The number of claims has skyrocketed as the profile of the scandal as increased, and more and more people have made a claim as a result. There are still significant numbers of people who were mis-sold PPI and are therefore eligible to claim, but are either not aware of the fact or unaware about how to go about doing so.

Making a Claim

There are a number of steps that must be followed in order to make a claim for a PPI refund, and contacting dedicated experts to help you deal with a Northern Rock PPI Claim can be an incredibly helpful move in guiding you through these steps.

  • Step 1. First, and most importantly, establish whether you have purchased PPI. You can do this by taking a careful look at any financial products you currently hold, or have held in the past. This is much easier to do if you are the kind of person who keeps detailed financial records, but that is by no means essential
  • Step 2. If you do not still have detailed records, any organization from which you have purchased financial products, such as a mortgage, credit card or loan, must cooperate by advising you if PPI was included.
  • Step 3. Clarify why exactly you feel the PPI was mis-sold to you.
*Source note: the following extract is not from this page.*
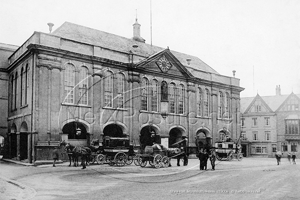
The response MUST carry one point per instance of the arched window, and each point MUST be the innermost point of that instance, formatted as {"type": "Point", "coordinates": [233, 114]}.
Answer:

For example, you may have been advised that your application for a financial product would be declined if you did not take out PPI with it, or perhaps it was bolted on to the project as part of an overall package without this being fully explained to you.
  • Step 4. Complete your application with as much detail and clarity as you are able to provide and submit it to the organization in question.
  • Step 5. In some cases, the claim may be rejected, in which case there is an appeals process to follow. Preparing carefully, and ensuring you fully understand, and then articulating the case behind your claim can avoid this.

If your claim is successful you may be entitled not only to a full refund, but interest charge and compensation interest as well.

Your Opportunity

It can seem confusing, and perhaps a bit daunting, to look too deeply into the world of finance. Even your own finances can seem too difficult to spend too much time on. It is tempting therefore to simply turn your back on such an opportunity and dismiss it as too much trouble. This would be a mistake as the rewards are potentially significant. All it takes is a bit of research, including speaking to the right people, to make sure you receive what you are due.